La investigación sobre el trágico accidente de tren ocurrido el pasado domingo en Adamuz (Córdoba), en el que hasta el momento han muerto 43 personas, permitió a los investigadores determinar el momento exacto del impacto de los trenes Iryo y Renfe. Según detalló Ángel García de la Bandera, director de Transportes de Administración de Infraestructuras Ferroviarias (Adif), en la rueda de prensa a la que también asistió el ministro de Transportes, Óscar Puente, la colisión entre ambos convoyes se produjo ese día a las 19 horas, 43 minutos y 45 segundos, con un margen de error de cinco segundos.
Es decir, 1 minuto y 17 segundos antes de que el maquinista de Iryo contactara telefónicamente por primera vez con el centro de mando de Adif en la estación de Atocha de Madrid para comunicar que había parado el tren al comprobar que había sufrido lo que calificó como un «mal funcionamiento». [en argot, que el tren, que es eléctrico, tiene un problema de suministro energético]. En la misma comparecencia ante la prensa, Puente detalló que la colisión entre este convoy y el Alvia que viajaba en sentido contrario se produjo en realidad cuando ambos circulaban y circulaban «a gran velocidad», aproximadamente 200 kilómetros por hora.
El directivo de Adif ha señalado que gracias a “múltiples comunicaciones con los servicios de emergencia, los operadores ferroviarios y las patrullas de seguridad de Adif ya estacionadas en la zona”, los peritos han determinado este preciso momento como el momento de la colisión. Con los datos que hemos recogido sobre la situación de los trenes y las velocidades estimadas, hemos fijado la hora de la colisión aproximadamente a las 19.43.40-45”, explicó García de la Bandera, destacando que esta hora también “coincide con la hora”. «Detectada caída de tensión en el tramo del accidente», que atribuyeron a los daños materiales en la línea provocados por el accidente.
Esta interrupción del suministro eléctrico fue conocida por el centro de mando de Adif a los pocos minutos del impacto. Exactamente a las 19.46.05, cuando el maquinista de un tercer tren que pasaba por la zona, un AVE que había salido de la estación Sevilla Santa Justa y circulaba detrás del Iryo, advirtió que tras pasar el enlace de Alcolea (Córdoba) en dirección Adamuz se había detenido por falta de tensión en la catenaria. Este tren, que no estuvo implicado en el incidente, finalmente se detuvo poco antes del lugar del accidente y tuvo que ser remolcado.
Respecto al impacto, Puente afirmó que «se aclara la dinámica del accidente» y, refiriéndose a las declaraciones recogidas en la prensa por algunos pasajeros de Iryo, aseguró que los trenes chocaron mientras ambos estaban «en movimiento y a gran velocidad». Según la reconstrucción que ha realizado a preguntas de los periodistas, el Alvia procedente de Madrid con destino a Huelva «sólo» impactó contra el vagón 6 del otro convoy, mientras que la colisión con los números 7 y 8 fue «más dura», lo que explica que uno de los bogies [parte del chasis inferior del vagón donde van las ruedas y el eje] Este último fue expulsado y apareció en un arroyo cercano a varios centenares de metros de las vías.

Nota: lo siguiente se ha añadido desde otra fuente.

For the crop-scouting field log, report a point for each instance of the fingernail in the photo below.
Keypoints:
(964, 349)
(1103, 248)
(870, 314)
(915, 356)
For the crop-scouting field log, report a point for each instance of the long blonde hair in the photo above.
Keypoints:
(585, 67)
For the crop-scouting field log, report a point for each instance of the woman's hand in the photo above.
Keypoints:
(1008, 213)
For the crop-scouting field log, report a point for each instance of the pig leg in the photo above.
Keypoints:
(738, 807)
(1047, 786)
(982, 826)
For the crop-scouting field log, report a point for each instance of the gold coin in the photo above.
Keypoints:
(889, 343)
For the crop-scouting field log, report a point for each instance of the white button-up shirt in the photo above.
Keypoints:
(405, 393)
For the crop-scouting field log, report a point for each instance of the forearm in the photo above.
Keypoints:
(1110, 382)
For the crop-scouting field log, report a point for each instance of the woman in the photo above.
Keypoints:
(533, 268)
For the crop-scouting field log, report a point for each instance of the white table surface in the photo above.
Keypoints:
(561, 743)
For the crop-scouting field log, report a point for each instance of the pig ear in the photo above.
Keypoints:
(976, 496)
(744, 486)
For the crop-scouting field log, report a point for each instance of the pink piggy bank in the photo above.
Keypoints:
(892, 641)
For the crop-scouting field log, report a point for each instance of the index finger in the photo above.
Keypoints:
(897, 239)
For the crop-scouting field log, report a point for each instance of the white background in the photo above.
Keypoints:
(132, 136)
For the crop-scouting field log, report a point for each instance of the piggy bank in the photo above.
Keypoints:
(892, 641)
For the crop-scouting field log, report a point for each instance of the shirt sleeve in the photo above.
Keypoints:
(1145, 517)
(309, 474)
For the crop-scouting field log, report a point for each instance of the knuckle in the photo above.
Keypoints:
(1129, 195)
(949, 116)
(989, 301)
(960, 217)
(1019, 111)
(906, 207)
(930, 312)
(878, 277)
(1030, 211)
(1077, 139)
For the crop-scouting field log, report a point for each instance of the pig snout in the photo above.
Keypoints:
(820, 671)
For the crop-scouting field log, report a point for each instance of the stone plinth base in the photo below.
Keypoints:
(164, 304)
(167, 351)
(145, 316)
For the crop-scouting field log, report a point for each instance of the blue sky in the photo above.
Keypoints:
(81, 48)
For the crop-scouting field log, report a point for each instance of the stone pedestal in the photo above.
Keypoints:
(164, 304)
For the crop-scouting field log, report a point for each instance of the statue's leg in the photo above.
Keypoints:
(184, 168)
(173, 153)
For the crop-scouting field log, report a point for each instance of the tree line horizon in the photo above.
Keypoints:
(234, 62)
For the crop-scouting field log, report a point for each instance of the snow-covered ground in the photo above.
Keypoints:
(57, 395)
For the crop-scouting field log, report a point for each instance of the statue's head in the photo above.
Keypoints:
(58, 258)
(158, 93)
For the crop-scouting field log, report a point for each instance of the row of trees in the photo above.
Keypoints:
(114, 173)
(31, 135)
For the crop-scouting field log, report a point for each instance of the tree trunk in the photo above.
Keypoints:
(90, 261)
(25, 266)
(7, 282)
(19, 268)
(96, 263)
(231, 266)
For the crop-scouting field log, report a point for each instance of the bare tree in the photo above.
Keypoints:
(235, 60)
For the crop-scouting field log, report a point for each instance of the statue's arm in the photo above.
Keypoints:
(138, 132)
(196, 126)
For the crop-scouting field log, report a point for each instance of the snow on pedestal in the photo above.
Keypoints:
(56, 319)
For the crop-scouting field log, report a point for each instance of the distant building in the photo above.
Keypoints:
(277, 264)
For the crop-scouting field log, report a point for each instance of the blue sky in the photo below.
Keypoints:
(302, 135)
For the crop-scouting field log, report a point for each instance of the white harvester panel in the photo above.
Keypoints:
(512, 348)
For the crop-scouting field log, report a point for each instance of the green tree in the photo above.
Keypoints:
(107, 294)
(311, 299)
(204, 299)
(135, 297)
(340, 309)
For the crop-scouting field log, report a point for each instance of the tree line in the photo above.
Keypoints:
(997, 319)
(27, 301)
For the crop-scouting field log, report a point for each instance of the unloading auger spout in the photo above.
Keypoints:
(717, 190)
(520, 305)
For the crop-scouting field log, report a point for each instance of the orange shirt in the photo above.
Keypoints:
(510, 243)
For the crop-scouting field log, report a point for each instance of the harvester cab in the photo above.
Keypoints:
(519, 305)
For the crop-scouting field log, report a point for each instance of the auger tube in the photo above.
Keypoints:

Pese al fuerte impacto -que, como señaló Puente, algunos viajeros de Iryo calificaron como una «explosión»-, el maquinista de ese tren afirmó en su primera comunicación con el centro de mando que sólo había notado «un problema». En esta conversación, grabada en la llamada caja negra del convoy, el ferroviario habla con un tono tranquilo que revela que no sólo no sabe que ha chocado con otro tren, sino que tampoco sabe que tres de sus ocho vagones han descarrilado y que hay pasajeros muertos y heridos. Eran las 19:45. 02, y para entonces ya había pasado más de un minuto desde el accidente.
No sería hasta las 19:49:34. -es decir, casi seis minutos después de la colisión y más de cuatro minutos después de su primera llamada-, cuando el maquinista volvió a contactar con Madrid para comunicar, esta vez en tono urgente, que cuando acudió a las vías para ver qué era ese «alborotador», se encontró con que varios vagones de su tren habían descarrilado y entrado en el ancho de la otra vía, por lo que pidió que se cortara el tráfico para evitar colisiones. También pide la presencia de «servicios de emergencia, bomberos y ambulancias» ya que vio que se había producido un incendio en uno de los vagones de su tren y sabe que hay «heridos» entre los pasajeros.
De lo que no habla, porque no lo ve porque a estas alturas ya es de noche y el Alvia está a un kilómetro de distancia, es que en el incidente estuvo implicado otro convoy. Para entonces, el centro de control había realizado dos intentos infructuosos de contactar con el conductor de este segundo tren y sólo había logrado hablar con el controlador, quien informó, sin dar más detalles, que había sufrido un golpe en la cabeza y sangraba.